Belgique

Il fallait quelque audace pour lancer en ces temps de contestation de l’Eglise tant interne qu’externe un synode diocésain qui donnera la parole aux clercs mais aussi aux laïcs. Et cela dans un diocèse largement décléricalisé. L’évêque de Tournai a décidé de relever le défi, question sans doute aussi de se défaire une fois pour toutes d’une image de marque autoritaire qui lui colle à la peau après une double mise à l’écart de deux de ses collaborateurs de manière vraiment trop expéditive. Mais bon, c’est le passé et la "namurisation" tant redoutée par d’aucuns n’a pas eu lieu.

A l’occasion d’une rencontre avec la presse à l’ombre de la cathédrale Notre-Dame, Mgr Harpigny a officiellement porté le synode sur les fonts baptismaux. Signe des temps postconciliaires : depuis Vatican II, un tel synode n’est plus réservé aux seuls prêtres mais s’ouvre aussi aux laïcs et c’est donc entouré de deux secrétaires généraux non clercs - Philippe Fortemps, professeur de mathématiques à l’université (laïque) de Mons qui est certes diacre, et Pascal Mutumbo qui travaille à l’évêché comme économe - que l’évêque a tracé les grandes lignes dudit synode.
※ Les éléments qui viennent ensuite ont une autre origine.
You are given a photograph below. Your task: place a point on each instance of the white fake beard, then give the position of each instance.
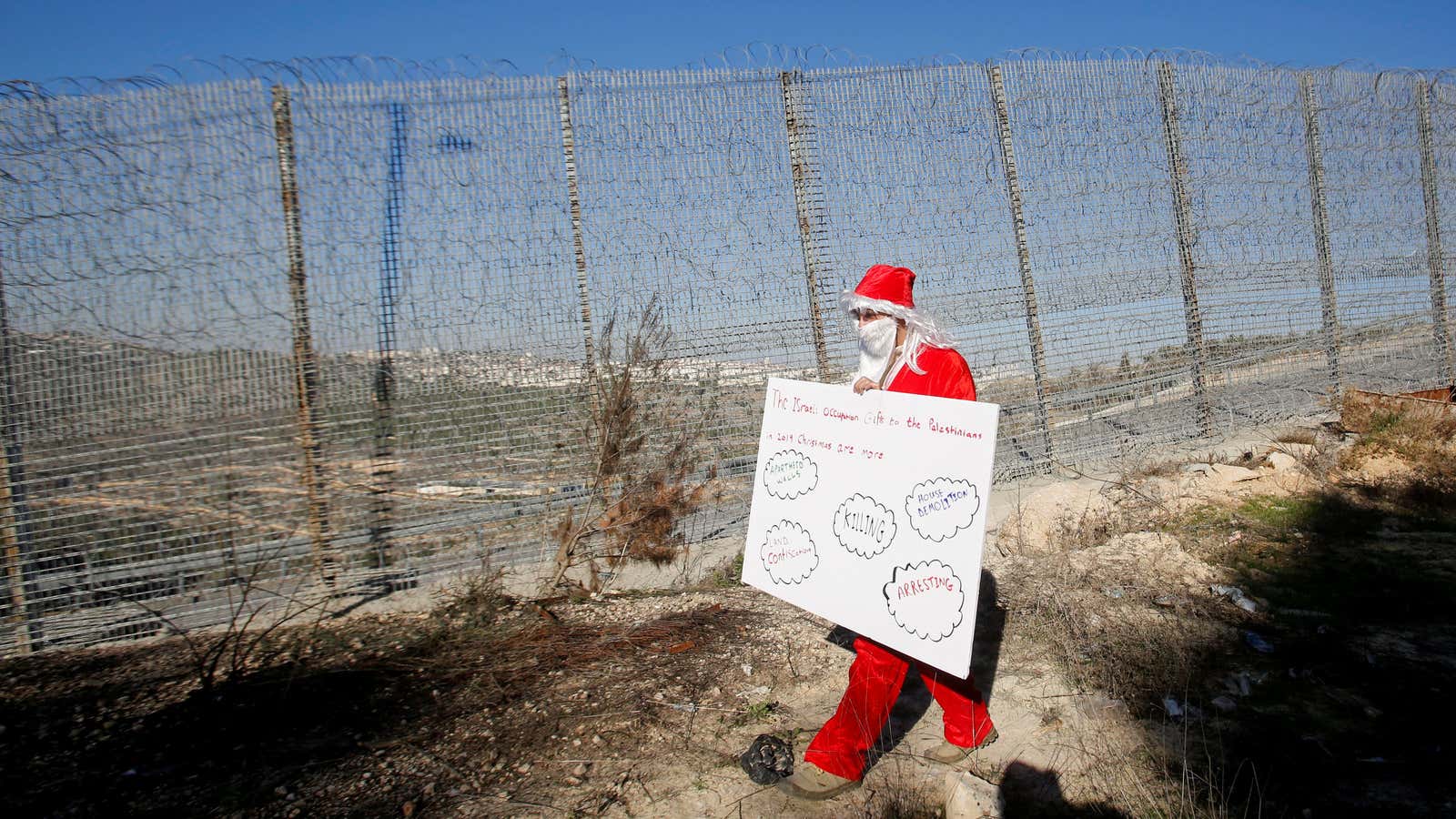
(877, 343)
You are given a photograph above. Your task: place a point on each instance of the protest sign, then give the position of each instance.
(870, 511)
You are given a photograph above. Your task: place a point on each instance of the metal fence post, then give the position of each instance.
(305, 366)
(1329, 308)
(1186, 235)
(1433, 234)
(382, 471)
(568, 146)
(15, 511)
(1028, 288)
(808, 203)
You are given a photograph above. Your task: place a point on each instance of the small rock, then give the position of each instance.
(1259, 643)
(970, 797)
(1281, 460)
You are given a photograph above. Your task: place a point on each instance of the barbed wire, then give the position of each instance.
(1133, 247)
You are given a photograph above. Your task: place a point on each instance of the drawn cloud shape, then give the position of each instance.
(941, 508)
(790, 474)
(925, 599)
(788, 552)
(864, 525)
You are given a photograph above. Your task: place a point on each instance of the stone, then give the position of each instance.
(1283, 462)
(968, 797)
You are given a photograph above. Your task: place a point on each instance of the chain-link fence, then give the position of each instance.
(341, 324)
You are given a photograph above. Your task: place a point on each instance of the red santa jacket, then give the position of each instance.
(946, 375)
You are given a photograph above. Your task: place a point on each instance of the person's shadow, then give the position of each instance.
(915, 698)
(1031, 793)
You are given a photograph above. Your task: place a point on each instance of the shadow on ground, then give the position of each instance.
(1332, 698)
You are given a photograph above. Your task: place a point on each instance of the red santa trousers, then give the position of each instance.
(874, 685)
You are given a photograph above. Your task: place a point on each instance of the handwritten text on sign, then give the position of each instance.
(870, 511)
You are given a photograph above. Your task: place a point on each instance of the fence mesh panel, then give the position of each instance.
(1184, 248)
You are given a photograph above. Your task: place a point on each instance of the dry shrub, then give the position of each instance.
(1426, 443)
(645, 458)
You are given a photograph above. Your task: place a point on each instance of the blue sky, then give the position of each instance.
(106, 38)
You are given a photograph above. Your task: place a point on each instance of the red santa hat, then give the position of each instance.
(888, 288)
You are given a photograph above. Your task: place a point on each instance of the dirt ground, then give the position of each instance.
(1264, 632)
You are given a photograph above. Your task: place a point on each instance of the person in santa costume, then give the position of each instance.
(900, 350)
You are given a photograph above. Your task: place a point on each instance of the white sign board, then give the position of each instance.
(870, 511)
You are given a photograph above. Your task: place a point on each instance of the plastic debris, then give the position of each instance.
(1259, 643)
(1235, 595)
(1184, 710)
(768, 760)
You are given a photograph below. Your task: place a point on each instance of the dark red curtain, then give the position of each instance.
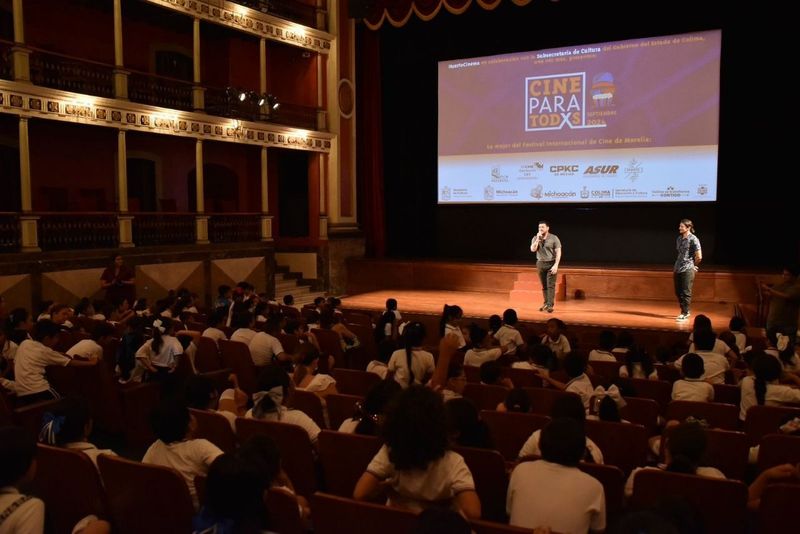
(369, 135)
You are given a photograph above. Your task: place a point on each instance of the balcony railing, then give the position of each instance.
(163, 229)
(68, 73)
(70, 231)
(9, 232)
(234, 227)
(159, 91)
(285, 9)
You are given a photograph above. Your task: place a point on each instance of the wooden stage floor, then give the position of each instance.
(605, 312)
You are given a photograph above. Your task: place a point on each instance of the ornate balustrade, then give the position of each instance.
(163, 228)
(79, 230)
(234, 227)
(59, 71)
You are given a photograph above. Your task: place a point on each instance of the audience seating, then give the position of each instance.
(338, 515)
(354, 382)
(485, 397)
(340, 408)
(777, 449)
(510, 431)
(724, 416)
(488, 470)
(763, 420)
(309, 403)
(295, 447)
(622, 444)
(237, 356)
(69, 484)
(777, 513)
(722, 504)
(145, 497)
(344, 458)
(215, 428)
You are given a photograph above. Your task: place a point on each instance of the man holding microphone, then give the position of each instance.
(547, 247)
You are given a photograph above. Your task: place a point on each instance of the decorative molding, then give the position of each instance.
(254, 22)
(33, 101)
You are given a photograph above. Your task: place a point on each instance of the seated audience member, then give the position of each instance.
(370, 413)
(692, 386)
(685, 447)
(763, 388)
(552, 492)
(175, 447)
(564, 408)
(481, 350)
(638, 365)
(69, 425)
(412, 365)
(555, 338)
(32, 359)
(604, 347)
(517, 400)
(507, 335)
(464, 426)
(93, 348)
(268, 402)
(415, 462)
(579, 383)
(380, 366)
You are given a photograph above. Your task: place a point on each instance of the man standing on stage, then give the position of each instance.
(547, 247)
(689, 255)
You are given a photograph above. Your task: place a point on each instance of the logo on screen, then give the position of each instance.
(633, 170)
(556, 102)
(603, 90)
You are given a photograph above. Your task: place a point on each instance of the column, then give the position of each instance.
(266, 218)
(125, 220)
(197, 90)
(201, 220)
(120, 74)
(19, 52)
(28, 223)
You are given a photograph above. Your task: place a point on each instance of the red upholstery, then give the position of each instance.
(69, 483)
(511, 430)
(344, 459)
(145, 497)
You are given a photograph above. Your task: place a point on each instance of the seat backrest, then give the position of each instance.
(236, 355)
(354, 382)
(207, 359)
(484, 396)
(297, 456)
(777, 449)
(310, 404)
(69, 483)
(622, 444)
(344, 458)
(339, 515)
(763, 420)
(728, 452)
(341, 407)
(488, 468)
(724, 416)
(145, 497)
(721, 503)
(510, 431)
(777, 513)
(215, 428)
(613, 480)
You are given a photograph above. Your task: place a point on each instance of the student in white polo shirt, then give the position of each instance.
(33, 357)
(552, 492)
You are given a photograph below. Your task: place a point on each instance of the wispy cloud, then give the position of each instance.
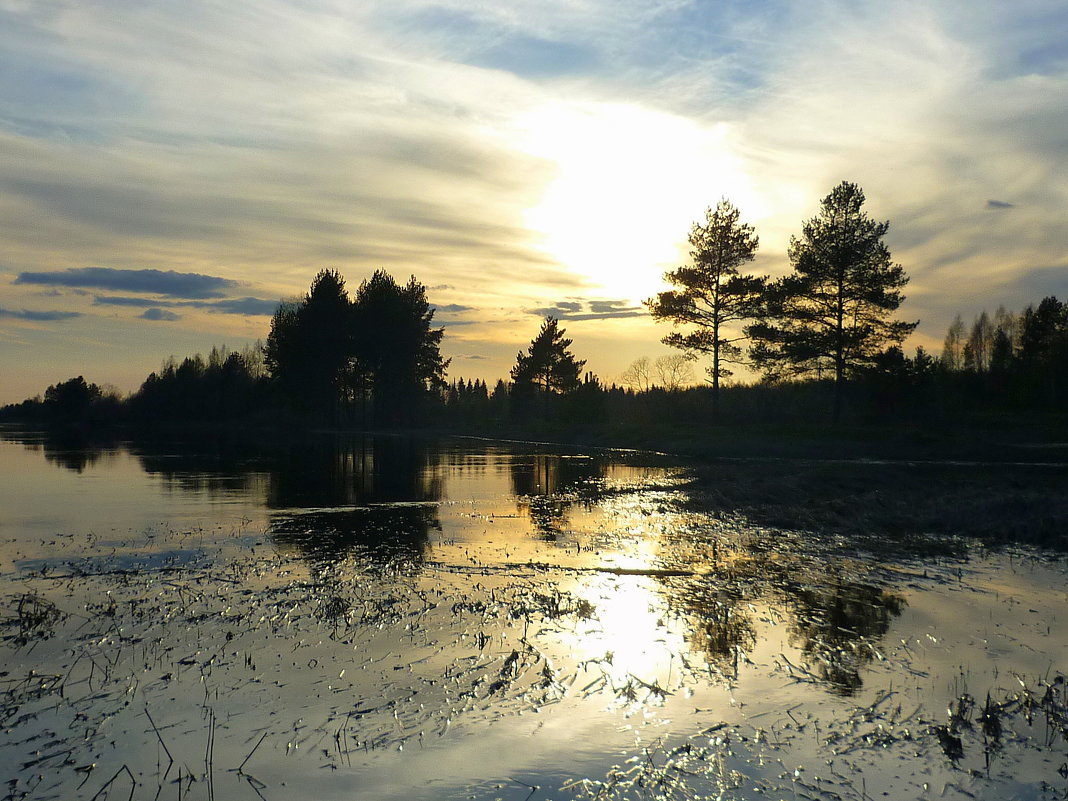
(453, 308)
(245, 307)
(168, 283)
(591, 310)
(37, 316)
(160, 315)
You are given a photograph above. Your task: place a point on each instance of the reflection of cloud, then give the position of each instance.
(160, 314)
(37, 316)
(156, 282)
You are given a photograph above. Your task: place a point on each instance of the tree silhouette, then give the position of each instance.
(713, 294)
(379, 348)
(548, 363)
(309, 349)
(396, 350)
(835, 305)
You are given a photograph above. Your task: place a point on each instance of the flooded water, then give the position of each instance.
(394, 618)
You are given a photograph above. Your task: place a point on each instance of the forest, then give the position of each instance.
(823, 341)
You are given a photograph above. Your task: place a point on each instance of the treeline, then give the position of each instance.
(823, 339)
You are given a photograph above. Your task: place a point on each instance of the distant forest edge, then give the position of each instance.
(823, 340)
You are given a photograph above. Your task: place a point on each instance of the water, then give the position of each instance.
(395, 618)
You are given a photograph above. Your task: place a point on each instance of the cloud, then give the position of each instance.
(593, 310)
(452, 308)
(127, 301)
(160, 314)
(247, 307)
(38, 316)
(167, 283)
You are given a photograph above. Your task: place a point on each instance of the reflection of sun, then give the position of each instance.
(629, 183)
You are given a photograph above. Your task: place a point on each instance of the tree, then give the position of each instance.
(548, 363)
(396, 350)
(674, 371)
(637, 375)
(713, 294)
(953, 347)
(836, 304)
(309, 349)
(379, 348)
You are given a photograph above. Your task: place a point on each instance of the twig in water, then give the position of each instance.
(240, 768)
(108, 783)
(158, 736)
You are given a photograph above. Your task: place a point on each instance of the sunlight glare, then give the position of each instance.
(629, 184)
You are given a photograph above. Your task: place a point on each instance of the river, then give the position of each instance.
(340, 617)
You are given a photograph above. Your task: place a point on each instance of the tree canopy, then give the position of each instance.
(713, 294)
(379, 349)
(833, 312)
(548, 363)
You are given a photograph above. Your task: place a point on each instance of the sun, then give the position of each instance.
(629, 182)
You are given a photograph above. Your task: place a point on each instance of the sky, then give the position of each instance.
(170, 170)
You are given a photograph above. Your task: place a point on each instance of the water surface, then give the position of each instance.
(388, 617)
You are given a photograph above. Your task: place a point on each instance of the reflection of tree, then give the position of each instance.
(393, 535)
(721, 630)
(836, 624)
(333, 472)
(312, 471)
(65, 449)
(836, 621)
(546, 487)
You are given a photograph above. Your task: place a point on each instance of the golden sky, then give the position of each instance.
(170, 170)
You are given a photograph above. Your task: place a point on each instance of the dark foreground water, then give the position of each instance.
(389, 618)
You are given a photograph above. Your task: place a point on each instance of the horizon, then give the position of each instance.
(170, 173)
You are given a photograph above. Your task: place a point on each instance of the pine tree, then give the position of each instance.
(713, 295)
(836, 304)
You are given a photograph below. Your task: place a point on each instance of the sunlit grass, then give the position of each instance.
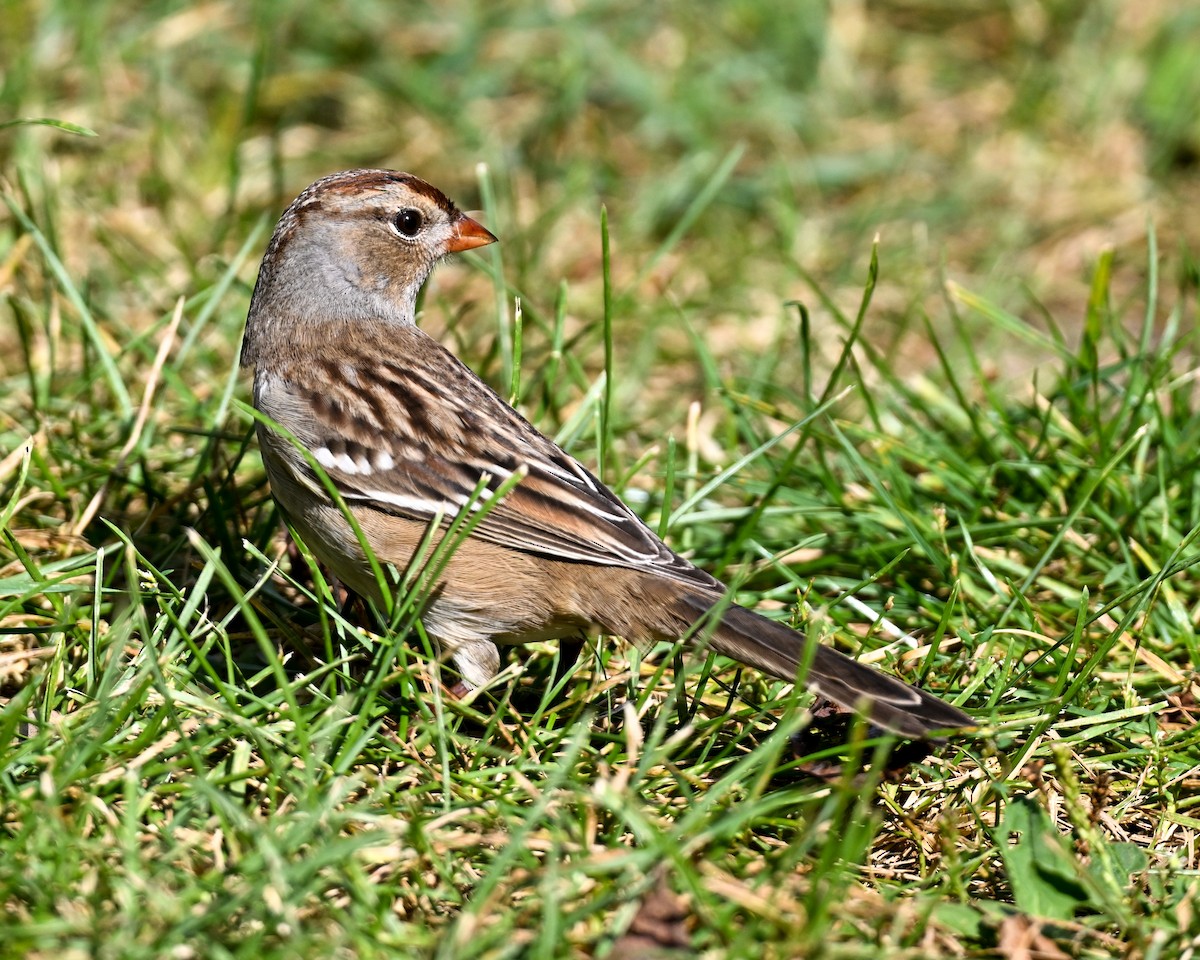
(965, 454)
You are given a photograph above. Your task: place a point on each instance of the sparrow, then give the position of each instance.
(357, 396)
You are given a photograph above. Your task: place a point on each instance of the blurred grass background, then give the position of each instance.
(1041, 156)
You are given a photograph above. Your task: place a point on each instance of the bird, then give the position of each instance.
(355, 397)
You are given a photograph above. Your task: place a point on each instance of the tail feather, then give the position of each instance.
(780, 651)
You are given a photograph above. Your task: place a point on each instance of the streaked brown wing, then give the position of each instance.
(417, 430)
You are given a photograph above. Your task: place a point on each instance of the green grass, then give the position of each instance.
(966, 454)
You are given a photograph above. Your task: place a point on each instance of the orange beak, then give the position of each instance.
(468, 235)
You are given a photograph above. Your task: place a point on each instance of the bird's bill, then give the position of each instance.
(468, 235)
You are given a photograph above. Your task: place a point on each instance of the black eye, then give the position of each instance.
(408, 221)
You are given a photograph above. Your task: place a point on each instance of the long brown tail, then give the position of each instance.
(780, 651)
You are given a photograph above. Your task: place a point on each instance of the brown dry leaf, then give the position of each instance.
(659, 929)
(1021, 939)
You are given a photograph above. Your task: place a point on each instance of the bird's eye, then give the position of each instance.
(408, 222)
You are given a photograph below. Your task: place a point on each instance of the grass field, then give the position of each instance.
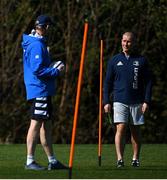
(85, 164)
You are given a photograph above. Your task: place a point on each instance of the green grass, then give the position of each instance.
(85, 164)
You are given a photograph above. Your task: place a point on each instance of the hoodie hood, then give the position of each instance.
(29, 39)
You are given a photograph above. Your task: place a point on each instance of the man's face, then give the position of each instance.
(127, 43)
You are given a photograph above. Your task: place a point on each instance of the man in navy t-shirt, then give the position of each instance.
(128, 80)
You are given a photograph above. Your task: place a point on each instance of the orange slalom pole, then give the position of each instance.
(78, 99)
(100, 102)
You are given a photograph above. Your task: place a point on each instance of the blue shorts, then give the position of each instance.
(131, 114)
(41, 108)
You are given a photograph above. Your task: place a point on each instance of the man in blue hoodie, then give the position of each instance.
(128, 80)
(39, 79)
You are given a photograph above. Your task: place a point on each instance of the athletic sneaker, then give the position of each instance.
(35, 166)
(135, 163)
(120, 163)
(56, 165)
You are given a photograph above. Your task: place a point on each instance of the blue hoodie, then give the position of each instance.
(39, 78)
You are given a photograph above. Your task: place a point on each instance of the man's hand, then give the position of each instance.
(107, 108)
(144, 107)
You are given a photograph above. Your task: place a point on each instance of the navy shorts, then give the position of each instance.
(41, 108)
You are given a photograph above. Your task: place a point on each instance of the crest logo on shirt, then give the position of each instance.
(136, 63)
(119, 63)
(37, 56)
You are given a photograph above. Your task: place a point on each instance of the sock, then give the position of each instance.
(52, 159)
(30, 159)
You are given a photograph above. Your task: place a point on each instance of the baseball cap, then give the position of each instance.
(43, 20)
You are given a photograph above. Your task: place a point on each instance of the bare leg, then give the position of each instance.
(136, 140)
(32, 136)
(120, 140)
(46, 137)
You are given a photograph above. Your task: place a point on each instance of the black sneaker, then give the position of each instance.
(120, 163)
(34, 166)
(56, 165)
(135, 163)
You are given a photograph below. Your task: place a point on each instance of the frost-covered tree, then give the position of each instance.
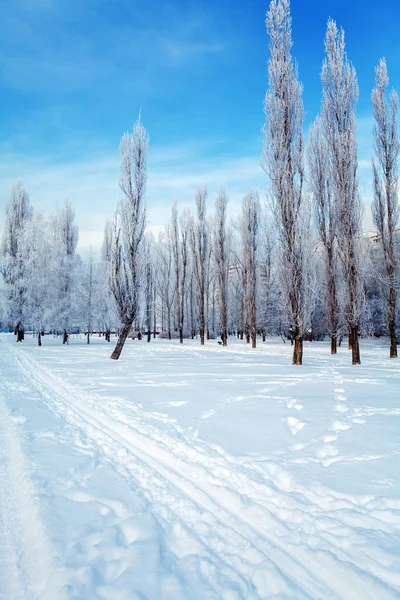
(249, 223)
(326, 217)
(385, 205)
(199, 245)
(149, 288)
(165, 278)
(89, 293)
(283, 162)
(184, 266)
(64, 266)
(340, 94)
(267, 272)
(128, 230)
(13, 257)
(221, 254)
(37, 262)
(106, 317)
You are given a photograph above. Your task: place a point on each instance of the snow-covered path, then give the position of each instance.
(202, 522)
(27, 568)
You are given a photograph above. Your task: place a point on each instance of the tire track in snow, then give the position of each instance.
(27, 571)
(243, 536)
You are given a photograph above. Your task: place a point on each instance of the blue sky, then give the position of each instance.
(74, 74)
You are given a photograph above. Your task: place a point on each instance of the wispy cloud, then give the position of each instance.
(92, 184)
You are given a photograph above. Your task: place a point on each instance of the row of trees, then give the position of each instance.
(294, 264)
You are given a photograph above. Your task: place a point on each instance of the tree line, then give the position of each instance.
(294, 263)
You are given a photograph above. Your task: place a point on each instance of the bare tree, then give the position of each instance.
(128, 230)
(18, 214)
(221, 254)
(340, 94)
(199, 244)
(165, 276)
(267, 274)
(385, 205)
(283, 162)
(184, 258)
(320, 182)
(149, 274)
(249, 234)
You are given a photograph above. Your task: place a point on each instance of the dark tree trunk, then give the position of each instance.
(224, 338)
(298, 347)
(350, 339)
(121, 340)
(393, 340)
(254, 338)
(356, 360)
(392, 322)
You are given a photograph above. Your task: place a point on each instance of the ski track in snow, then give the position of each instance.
(246, 526)
(27, 569)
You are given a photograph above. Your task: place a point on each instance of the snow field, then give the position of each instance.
(189, 472)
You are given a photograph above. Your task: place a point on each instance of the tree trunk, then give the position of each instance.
(392, 322)
(298, 348)
(393, 340)
(121, 340)
(224, 338)
(154, 318)
(355, 346)
(350, 339)
(254, 338)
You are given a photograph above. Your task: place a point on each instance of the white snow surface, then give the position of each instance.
(188, 472)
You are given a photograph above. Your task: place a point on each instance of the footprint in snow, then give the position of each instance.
(295, 425)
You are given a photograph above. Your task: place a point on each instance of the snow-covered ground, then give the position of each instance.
(181, 472)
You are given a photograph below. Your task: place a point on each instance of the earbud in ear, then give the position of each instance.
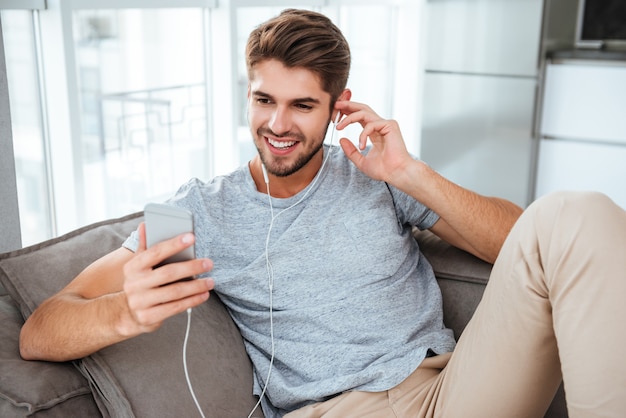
(265, 178)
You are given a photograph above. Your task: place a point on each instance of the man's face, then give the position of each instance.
(288, 114)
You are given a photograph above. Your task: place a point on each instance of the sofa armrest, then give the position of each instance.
(461, 276)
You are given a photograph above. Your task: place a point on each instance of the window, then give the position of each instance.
(134, 97)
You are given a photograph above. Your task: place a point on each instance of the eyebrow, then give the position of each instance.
(311, 100)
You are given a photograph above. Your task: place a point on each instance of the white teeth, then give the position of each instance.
(281, 144)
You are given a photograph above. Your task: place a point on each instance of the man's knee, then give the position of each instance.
(572, 205)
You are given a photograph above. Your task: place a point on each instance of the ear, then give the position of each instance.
(344, 96)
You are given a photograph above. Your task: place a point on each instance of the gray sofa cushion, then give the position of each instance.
(142, 376)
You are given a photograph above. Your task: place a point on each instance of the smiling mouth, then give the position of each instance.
(281, 145)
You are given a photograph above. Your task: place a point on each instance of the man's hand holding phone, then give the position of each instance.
(154, 287)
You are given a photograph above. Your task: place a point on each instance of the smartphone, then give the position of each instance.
(164, 222)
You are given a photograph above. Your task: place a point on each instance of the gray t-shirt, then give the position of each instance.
(355, 304)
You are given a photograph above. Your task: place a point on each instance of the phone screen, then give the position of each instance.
(164, 222)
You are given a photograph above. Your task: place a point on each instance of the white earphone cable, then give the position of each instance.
(268, 264)
(270, 279)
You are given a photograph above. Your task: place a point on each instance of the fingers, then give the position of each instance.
(155, 294)
(351, 152)
(153, 307)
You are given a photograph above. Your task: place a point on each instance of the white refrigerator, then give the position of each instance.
(479, 92)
Il sera lancé pour les fidèles lors de trois cérémonies inaugurales à Tournai, Charleroi et Mons début février 2012 et devrait se terminer à l’automne de 2013 par la présentation de ses conclusions sous forme de décrets par Guy Harpigny.

Sa particularité est d’être une "première" en Belgique. Etonnant car depuis le concile, il y a eu quelque 800 synodes diocésains dont 120 en Italie et 70 en France. Certes, les diocèses belges ont parfois emprunté d’autres voies : l’on se souvient de l’assemblée diocésaine de Nassogne dans celui de Namur dans les années 1980 ou encore de la démarche de Reliance dans le Brabant wallon voire des Chemins d’Eglise déjà dans le diocèse de Tournai dans les années 1990. Qui plus est, les catholiques flamands ne sont pas en reste : actuellement, Anvers entreprend aussi un vaste "remue-méninges" du genre sans pour autant être un synode. Le synode diocésain est en fait préparé depuis quelques mois par un comité de pilotage où les laïcs ont aussi largement leur place et où ils sont plus nombreux que les clercs. Après la phase de sensibilisation qui est en cours, la consultation proprement dite commencera en février. Cela se traduira par la mise en place d’équipes synodales qui réfléchiront aux thèmes proposés par l’évêque - voir par ailleurs Le 22 septembre de l’an prochain marquera la "célébration" du synode proprement dit. Entendez : la mise ensemble des propositions qui seront délibérées lors d’assemblées synodales jusqu’en mai 2013. Enfin, à l’automne 2013, l’évêque traduira les recommandations issues du synode en actions et orientations pastorales. Certes, le synode n’est que consultatif mais Mgr Harpigny a précisé que "ce serait malhonnête de sa part de ne pas tenir compte des souhaits émis".